UDP-xylose-stimulated glucuronyltransferase activity in wheat microsomal membranes: characterization and Role in glucurono(arabino)xylan biosynthesis.
Zeng, W., Chatterjee, M. & Faik, A.(2008). Plant Physiology, Vol. 147.
Microsomal membranes from etiolated wheat (Triticum aestivum) seedlings cooperatively incorporated xylose (Xyl), arabinose, and glucuronic acid residues from their corresponding uridine 5′-diphosphosugars into an ethanol-insoluble glucurono(arabino)xylan (GAX)-like product. A glucuronyltransferase activity that is enhanced by the presence of UDP-Xyl was also identified in these microsomes. Wheat glucuronyltransferase activity was optimal at pH 7 and required manganese ions, and several lines of evidence suggest its involvement in GAX-like biosynthesis. The GAX characteristics of the 14C-product were confirmed by digestion with a purified endo-xylanase from Aspergillus awamori (endo-xylanase III) and by total acid hydrolysis, resulting in a Xyl:arabinose:glucuronic acid molar ratio of approximately 105:34:1. Endo-xylanase III released only three types of oligosaccharides in addition to free Xyl. No radiolabel was released as xylobiose, xylotriose, or xylotetraose, indicating the absence of long stretches of unbranched Xyl residues in the nascent GAX-like product. High-pH anion exchange chromatography analysis of the resulting oligosaccharides along with known arabinoxylan oligosaccharide standards suggests that a portion of the nascent GAX-like product has a relatively regular structure. The other portion of the [14C]GAX-like polymer was resistant to proteinase K, endo-polygalacturonase, and endo-xylanase III (GH11 family) but was degraded by Driselase, supporting the hypothesis that the xylan backbone in this portion of the product is most likely highly substituted. Size exclusion chromatography indicated that the nascent GAX-like polymer had an apparent molecular mass of approximately 10 to 15 kD; however, mature GAXs from wheat cell walls had larger apparent molecular masses (>66 kD).
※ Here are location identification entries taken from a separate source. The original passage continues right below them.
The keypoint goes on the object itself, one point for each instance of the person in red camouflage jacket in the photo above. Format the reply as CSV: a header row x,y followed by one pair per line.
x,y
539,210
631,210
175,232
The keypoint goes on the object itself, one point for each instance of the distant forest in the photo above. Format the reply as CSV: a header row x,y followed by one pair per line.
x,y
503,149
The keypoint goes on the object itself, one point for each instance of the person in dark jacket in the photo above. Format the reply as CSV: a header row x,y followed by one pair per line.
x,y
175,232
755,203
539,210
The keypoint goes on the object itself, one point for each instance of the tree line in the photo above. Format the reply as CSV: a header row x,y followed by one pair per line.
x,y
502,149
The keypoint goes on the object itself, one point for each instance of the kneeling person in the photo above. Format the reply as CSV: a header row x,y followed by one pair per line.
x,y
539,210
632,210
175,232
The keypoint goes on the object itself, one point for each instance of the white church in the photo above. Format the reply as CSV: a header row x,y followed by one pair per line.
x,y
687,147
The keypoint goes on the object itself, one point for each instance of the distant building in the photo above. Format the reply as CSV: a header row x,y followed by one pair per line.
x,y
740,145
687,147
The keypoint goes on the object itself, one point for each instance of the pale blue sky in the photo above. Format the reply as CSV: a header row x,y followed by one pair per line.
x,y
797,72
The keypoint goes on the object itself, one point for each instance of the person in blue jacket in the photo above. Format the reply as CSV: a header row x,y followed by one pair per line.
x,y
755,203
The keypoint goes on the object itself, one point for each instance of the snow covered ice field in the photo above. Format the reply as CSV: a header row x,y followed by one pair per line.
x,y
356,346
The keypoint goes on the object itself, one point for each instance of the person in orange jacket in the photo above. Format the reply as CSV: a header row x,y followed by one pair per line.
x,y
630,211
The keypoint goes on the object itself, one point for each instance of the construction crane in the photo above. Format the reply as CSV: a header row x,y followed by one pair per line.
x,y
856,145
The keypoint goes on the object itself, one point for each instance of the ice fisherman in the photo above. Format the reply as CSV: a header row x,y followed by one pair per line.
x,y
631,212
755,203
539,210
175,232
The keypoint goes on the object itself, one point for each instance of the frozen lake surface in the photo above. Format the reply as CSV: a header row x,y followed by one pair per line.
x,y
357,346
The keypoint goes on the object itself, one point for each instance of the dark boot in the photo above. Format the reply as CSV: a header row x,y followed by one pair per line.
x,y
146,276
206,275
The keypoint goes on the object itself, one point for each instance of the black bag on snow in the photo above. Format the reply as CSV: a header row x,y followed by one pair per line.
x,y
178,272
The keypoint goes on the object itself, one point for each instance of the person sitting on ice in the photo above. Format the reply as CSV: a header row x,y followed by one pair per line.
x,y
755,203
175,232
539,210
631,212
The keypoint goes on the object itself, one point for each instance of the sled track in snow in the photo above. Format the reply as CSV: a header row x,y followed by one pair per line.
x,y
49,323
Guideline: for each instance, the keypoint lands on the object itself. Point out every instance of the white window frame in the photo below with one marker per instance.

The Structural Basis for Catalysis and Specificity of the Pseudomonas cellulosa α-Glucuronidase, GlcA67A.
Nurizzo, D., Nagy, T., Gilbert, H. J. & Davies, G. J. (2002). Structure, 10(4), 547-556.
α-glucuronidases, components of an ensemble of enzymes central to the recycling of photosynthetic biomass, remove the α-1,2 linked 4-O-methyl glucuronic acid from xylans. The structure of the α-glucuronidase, GlcA67A, from Pseudomonas cellulosa reveals three domains, the central of which is a (β/α)8 barrel housing the catalytic apparatus. Complexes of the enzyme with the individual reaction products, either xylobiose or glucuronic acid, and the ternary complex of both glucuronic acid and xylotriose reveal a “blind” pocket which selects for short decorated xylooligosaccharides substituted with the uronic acid at their nonreducing end, consistent with kinetic data. The catalytic center reveals a constellation of carboxylates; Glu292 is poised to provide protonic assistance to leaving group departure with Glu393 and Asp365 both appropriately positioned to provide base-catalyzed assistance for inverting nucleophilic attack by water.